From the Journals

U.S. prevalence of antinuclear antibodies has steadily risen, study finds



Between 1988 and 2012, the prevalence of antinuclear antibodies in the United States increased from 11% to 15.9%, especially among adolescents, males, and non-Hispanic whites.

The finding comes from a retrospective, cross-sectional analysis of serum samples from individuals who participated in the U.S. National Health and Nutrition Examination Survey over three time periods: 1988-1991, 1999-2004, and 2011-2012.

“Autoimmune diseases are a diverse group of disorders characterized by damaging immune responses to self-antigens and, for the most part, are of unknown etiology,” authors led by Gregg E. Dinse, ScD, wrote in a study published in Arthritis & Rheumatology. “They are thought to impact 3%-5% of the population, with rising rates noted several decades ago. Recent studies suggest continued increases for certain autoimmune diseases, but it is unclear whether these trends are due to changes in recognition and diagnosis, or are true temporal changes in incidence.”

Dr. Dinse, of the National Institute of Environmental Health Sciences in Research Triangle Park, N.C., and his colleagues evaluated sera samples of 14,211 survey participants aged 12 years and older at 1:80 dilution for antinuclear antibodies (ANA) using a standard indirect immunofluorescence assay (HEp-2 assay). The samples that received a grade of 3 or 4 on a 0-4 scale (compared with standard references, with values of 1-4 indicating positivity) underwent additional assessment by sequential ANA titers up to 1:1,280 dilution. To estimate changes in ANA prevalence over the time periods, they used logistic regression adjusted for age, sex, race/ethnicity, and survey design variables.

The researchers observed an ANA prevalence of 11% in 1988-1991, 11.5% in 1999-2004, and 15.9% in 2011-2012. This corresponds to 22, 27, and 41 million affected individuals, respectively. Females were more likely than males to have ANA (odds ratios of 2.53, 2.97, and 1.94 in 1988-1991, 1999-2004, and 2011-2012, respectively; P less than .0001), as were older adults relative to adolescents (ORs of 3.63, 1.80, and 1.71; P less than .002). Among adolescents, the prevalence of ANA rose steeply, with odds ratios of 2.02 in 1999-2004 and 2.88 in 2011-2012 in the second and third time periods relative to the first (trend P less than .0001). The researchers also found that, compared with non-Hispanic whites, the odds of having ANA were higher for non-Hispanic blacks (OR, 1.75) and Mexican-Americans (OR, 1.87) in 1988-1991, but racial/ethnic differences diminished in 1999-2004 and 2011-2012.

After adjustment for covariates, the researchers found that the estimated odds ratios for the second and third time periods relative to the first were 1.02 and 1.47, respectively, reflecting an overall ANA time trend (P less than .0001). Increases in ANA prevalence among cohorts did not correlate with contemporaneous trends in body mass index, smoking, or alcohol consumption.

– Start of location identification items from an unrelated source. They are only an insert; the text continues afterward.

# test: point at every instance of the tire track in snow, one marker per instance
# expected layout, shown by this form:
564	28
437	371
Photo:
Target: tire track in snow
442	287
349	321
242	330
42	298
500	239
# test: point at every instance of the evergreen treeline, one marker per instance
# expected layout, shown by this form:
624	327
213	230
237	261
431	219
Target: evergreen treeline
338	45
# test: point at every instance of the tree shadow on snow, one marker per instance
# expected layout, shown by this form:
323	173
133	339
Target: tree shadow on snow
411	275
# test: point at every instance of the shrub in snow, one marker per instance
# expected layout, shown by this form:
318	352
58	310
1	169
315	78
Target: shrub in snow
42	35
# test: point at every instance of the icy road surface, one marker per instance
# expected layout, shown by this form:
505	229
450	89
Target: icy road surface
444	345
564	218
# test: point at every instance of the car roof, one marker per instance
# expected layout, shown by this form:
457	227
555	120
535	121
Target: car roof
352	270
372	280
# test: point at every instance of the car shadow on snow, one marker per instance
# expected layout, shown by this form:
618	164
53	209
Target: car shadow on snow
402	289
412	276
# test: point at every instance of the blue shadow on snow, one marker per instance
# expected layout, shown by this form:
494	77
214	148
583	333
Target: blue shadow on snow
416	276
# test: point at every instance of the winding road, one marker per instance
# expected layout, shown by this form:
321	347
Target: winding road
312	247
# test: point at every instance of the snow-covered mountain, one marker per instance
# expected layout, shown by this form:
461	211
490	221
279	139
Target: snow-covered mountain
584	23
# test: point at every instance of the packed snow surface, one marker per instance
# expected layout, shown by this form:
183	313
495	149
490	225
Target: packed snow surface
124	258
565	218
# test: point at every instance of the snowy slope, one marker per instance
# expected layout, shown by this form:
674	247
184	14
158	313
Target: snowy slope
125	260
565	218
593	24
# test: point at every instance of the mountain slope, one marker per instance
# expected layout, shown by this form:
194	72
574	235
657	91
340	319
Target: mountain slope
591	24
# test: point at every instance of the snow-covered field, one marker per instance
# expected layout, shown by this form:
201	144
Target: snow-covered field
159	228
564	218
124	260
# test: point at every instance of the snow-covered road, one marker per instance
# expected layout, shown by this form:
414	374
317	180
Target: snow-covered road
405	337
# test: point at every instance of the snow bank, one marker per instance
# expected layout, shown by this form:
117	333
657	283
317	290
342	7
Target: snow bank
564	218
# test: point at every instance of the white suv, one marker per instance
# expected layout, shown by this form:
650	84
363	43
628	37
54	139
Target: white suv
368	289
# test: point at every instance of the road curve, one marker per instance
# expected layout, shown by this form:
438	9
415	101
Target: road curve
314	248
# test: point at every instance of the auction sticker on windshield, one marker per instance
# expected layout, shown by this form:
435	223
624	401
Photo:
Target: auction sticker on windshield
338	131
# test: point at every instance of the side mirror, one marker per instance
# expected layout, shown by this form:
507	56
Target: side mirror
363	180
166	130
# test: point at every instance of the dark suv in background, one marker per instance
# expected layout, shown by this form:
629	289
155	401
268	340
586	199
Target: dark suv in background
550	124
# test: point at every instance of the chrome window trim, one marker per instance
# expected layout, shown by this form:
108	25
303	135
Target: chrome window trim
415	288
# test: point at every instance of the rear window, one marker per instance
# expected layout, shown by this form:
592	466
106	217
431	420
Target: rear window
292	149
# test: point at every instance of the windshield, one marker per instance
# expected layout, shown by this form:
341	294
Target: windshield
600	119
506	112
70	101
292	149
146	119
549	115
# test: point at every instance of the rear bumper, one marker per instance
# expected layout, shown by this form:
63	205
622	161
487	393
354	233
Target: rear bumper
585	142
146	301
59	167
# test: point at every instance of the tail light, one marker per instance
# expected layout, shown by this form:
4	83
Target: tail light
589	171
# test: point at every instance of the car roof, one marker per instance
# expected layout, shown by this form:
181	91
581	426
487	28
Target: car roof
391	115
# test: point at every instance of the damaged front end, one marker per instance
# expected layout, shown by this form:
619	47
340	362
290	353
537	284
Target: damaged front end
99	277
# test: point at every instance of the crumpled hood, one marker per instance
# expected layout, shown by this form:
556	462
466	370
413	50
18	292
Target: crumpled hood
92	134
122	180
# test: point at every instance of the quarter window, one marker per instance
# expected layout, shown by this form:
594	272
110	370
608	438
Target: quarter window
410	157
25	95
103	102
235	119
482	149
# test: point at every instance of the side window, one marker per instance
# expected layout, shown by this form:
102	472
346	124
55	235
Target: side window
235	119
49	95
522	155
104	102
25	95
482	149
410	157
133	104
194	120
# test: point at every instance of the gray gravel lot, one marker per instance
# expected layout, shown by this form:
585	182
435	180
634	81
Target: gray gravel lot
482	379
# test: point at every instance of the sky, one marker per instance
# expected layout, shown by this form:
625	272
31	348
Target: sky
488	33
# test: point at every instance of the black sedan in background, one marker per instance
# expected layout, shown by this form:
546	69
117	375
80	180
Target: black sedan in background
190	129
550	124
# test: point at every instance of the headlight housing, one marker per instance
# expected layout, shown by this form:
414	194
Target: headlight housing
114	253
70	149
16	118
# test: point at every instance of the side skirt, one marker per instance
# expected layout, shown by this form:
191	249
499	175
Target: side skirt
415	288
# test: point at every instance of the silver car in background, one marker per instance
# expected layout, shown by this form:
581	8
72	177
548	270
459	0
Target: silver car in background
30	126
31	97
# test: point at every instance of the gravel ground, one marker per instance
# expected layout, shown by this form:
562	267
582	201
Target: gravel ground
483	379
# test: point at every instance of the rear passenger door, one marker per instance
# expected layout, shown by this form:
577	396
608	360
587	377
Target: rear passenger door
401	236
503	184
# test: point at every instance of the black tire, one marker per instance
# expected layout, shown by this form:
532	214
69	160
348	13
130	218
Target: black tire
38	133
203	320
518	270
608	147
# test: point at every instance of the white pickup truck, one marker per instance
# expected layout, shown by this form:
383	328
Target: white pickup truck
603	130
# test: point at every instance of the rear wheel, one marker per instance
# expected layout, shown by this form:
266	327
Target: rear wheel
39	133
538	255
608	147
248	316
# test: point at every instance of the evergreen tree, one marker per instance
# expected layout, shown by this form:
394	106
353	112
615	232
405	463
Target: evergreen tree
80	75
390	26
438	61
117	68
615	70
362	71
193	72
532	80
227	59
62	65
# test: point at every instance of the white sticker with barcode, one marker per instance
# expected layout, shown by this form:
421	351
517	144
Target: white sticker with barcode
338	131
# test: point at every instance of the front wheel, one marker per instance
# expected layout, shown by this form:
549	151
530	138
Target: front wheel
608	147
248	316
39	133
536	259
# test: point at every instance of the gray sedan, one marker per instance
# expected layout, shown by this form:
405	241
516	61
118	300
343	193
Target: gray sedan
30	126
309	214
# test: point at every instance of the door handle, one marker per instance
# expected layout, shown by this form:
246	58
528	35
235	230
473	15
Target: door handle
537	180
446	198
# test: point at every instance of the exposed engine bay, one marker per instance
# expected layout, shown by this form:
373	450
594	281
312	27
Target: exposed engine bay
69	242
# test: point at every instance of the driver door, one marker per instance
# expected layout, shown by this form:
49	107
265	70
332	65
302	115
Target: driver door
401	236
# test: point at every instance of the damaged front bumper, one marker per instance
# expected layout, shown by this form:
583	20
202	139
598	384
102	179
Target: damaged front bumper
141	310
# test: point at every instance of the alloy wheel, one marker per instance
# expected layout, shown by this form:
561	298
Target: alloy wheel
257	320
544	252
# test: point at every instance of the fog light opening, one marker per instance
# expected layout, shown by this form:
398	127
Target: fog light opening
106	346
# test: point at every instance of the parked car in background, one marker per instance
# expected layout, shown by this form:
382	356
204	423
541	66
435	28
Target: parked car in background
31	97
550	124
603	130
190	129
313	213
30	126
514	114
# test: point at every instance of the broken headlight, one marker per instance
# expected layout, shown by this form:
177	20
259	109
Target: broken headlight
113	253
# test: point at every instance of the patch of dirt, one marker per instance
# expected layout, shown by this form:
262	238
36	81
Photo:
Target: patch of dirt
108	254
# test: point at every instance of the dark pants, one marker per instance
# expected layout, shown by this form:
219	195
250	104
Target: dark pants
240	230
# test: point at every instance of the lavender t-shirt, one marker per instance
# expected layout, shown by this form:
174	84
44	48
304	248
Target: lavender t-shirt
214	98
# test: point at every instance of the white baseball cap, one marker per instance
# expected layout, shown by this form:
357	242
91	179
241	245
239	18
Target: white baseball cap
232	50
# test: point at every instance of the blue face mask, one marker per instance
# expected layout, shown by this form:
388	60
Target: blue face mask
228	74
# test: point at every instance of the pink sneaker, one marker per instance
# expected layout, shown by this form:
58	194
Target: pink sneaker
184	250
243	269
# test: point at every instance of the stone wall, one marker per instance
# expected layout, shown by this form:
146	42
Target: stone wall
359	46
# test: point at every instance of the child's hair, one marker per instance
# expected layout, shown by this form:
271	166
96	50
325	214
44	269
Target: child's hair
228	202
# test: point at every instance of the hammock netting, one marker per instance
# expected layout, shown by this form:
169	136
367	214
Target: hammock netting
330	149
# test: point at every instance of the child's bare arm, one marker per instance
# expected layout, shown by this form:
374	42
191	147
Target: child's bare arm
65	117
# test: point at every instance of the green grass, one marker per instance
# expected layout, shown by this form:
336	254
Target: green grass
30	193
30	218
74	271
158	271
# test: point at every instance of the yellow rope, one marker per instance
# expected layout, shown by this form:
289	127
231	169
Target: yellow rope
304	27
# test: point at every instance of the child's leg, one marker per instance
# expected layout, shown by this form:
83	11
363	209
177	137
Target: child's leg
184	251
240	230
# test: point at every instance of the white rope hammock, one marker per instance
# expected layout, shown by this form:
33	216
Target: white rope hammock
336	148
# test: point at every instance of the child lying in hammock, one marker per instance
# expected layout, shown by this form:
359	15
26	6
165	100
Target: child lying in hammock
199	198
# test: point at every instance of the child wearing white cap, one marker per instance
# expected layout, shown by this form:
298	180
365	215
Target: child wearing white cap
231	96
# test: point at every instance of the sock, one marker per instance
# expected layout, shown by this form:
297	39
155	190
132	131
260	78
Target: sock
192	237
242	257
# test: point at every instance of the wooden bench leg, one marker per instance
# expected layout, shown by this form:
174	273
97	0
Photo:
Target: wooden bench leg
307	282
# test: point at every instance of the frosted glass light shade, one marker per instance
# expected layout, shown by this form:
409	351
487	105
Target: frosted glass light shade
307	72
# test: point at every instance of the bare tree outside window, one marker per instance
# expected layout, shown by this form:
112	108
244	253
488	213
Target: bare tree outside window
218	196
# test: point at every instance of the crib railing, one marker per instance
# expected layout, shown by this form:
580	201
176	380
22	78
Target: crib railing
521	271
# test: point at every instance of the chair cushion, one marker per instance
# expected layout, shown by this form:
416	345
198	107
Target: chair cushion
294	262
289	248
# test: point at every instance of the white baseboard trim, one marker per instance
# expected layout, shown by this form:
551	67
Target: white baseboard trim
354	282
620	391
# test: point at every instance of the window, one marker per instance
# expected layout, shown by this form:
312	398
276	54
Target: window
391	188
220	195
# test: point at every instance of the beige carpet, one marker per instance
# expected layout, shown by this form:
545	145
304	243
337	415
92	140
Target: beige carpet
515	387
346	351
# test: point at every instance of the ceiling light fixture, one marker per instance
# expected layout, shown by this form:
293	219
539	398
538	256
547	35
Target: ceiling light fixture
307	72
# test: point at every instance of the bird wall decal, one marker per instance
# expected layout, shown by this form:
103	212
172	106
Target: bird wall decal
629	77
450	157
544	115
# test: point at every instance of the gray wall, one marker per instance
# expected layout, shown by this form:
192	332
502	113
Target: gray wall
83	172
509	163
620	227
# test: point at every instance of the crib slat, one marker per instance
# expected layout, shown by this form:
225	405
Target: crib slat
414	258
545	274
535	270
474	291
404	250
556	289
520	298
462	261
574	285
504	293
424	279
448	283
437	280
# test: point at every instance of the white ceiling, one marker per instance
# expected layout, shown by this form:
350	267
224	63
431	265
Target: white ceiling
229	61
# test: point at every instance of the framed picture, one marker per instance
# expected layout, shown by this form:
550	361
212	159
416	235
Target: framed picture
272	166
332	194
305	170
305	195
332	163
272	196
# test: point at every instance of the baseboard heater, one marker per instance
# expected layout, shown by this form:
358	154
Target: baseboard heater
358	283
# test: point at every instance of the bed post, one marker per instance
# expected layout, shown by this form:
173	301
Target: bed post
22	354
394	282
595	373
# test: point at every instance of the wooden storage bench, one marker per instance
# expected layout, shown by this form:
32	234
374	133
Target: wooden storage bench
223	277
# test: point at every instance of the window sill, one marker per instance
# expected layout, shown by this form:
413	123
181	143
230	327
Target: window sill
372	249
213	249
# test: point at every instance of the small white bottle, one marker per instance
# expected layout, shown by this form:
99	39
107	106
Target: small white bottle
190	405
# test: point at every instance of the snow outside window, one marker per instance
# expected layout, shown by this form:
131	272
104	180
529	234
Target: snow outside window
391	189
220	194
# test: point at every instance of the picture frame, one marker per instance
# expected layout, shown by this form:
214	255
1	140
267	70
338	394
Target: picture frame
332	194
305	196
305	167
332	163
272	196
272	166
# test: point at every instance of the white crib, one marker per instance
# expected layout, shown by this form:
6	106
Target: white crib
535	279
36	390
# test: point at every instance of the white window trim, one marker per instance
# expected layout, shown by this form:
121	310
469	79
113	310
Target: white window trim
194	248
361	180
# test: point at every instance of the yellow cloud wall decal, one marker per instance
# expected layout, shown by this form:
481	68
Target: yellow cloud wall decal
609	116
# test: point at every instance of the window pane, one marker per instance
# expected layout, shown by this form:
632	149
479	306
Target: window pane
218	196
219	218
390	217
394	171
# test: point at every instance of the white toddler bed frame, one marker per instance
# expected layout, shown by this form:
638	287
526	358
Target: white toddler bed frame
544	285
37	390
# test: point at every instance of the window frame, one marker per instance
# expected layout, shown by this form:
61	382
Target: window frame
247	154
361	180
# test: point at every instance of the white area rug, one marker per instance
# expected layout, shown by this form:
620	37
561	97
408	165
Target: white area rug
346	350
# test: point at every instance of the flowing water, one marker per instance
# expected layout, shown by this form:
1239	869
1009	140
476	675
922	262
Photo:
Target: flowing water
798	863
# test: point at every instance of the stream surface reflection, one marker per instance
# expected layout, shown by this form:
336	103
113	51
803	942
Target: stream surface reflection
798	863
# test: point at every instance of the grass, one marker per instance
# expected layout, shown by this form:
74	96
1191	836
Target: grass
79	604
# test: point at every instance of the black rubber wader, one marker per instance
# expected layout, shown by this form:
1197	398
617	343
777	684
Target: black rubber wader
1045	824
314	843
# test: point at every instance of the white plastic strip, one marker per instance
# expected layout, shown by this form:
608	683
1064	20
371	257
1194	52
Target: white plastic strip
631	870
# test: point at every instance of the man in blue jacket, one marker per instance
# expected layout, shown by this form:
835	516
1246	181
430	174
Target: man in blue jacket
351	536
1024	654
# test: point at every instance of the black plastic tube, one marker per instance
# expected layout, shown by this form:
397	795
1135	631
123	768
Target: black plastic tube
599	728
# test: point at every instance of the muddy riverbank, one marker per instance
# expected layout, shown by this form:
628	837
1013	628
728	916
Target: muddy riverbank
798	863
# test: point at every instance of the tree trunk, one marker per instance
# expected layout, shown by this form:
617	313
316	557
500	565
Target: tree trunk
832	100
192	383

Dr. Dinse and his colleagues acknowledged certain limitations of the study, including the fact that associations were based on cross-sectional data rather than repeated measures, and that some variables were self-reported, including the limited questionnaire data on autoimmune diseases.

Dr. David S. Pisetsky

In an interview, David S. Pisetsky, MD, professor of medicine/rheumatology and immunology at Duke University, Durham, N.C., characterized the study findings as “hypothesis generating” and said that he would like to know if the researchers would find the same results if they used a different ANA assay. “There’s a lot of variability from ANA kit to ANA kit – much greater than what was thought,” said Dr. Pisetsky, who is an authority on the topic. “One thing that needs to be done is to find out what the frequency is with other tests. One should recognize that the actual frequency is going to vary by the assay used. In another test format, the frequency may have been lower; it could have been higher.”

He added that the precise reasons why the prevalence of ANAs are rising in the general population remains elusive. “We know the target antigens in people with autoantibody-associated rheumatic disease,” Dr. Pisetsky said. “But what we don’t know a lot of times is, what are the target antigens in the otherwise healthy population? There has only been one antibody system that people have felt is associated with the otherwise healthy population. Those are called anti-DFS-70 antibodies, but there is even uncertainty about those. If you know what the antigens recognized were, then I think you could begin to speculate more about what’s going on in the population that’s increasing the frequency [of ANAs].”

In an accompanying editorial, Richard J. Bucala, MD, chief of rheumatology, allergy, and immunology at Yale University, New Haven, Conn., noted that the origins of autoantibodies in different rheumatic diseases and the steps that lead to disease progression remain elusive. “Modern societies experience an ever increasing variety of exposures due to travel and population migration, an increase in both the internationalization of agriculture and the industrialization of food production, a higher environmental burden of synthetic chemicals, emerging pathogens, and the inexorable effects of climate change,” Dr. Bucala wrote. “The speed and intensity of these influences is arguably unprecedented in human history and clearly outpace the possibility of protective genetic mechanisms to evolve and adapt.” He went on to note that the study’s findings “give impetus to multidisciplinary efforts aimed at preventative strategies, identifying environmental hazards, defining high-risk individuals, and preventing disease development in susceptible populations.”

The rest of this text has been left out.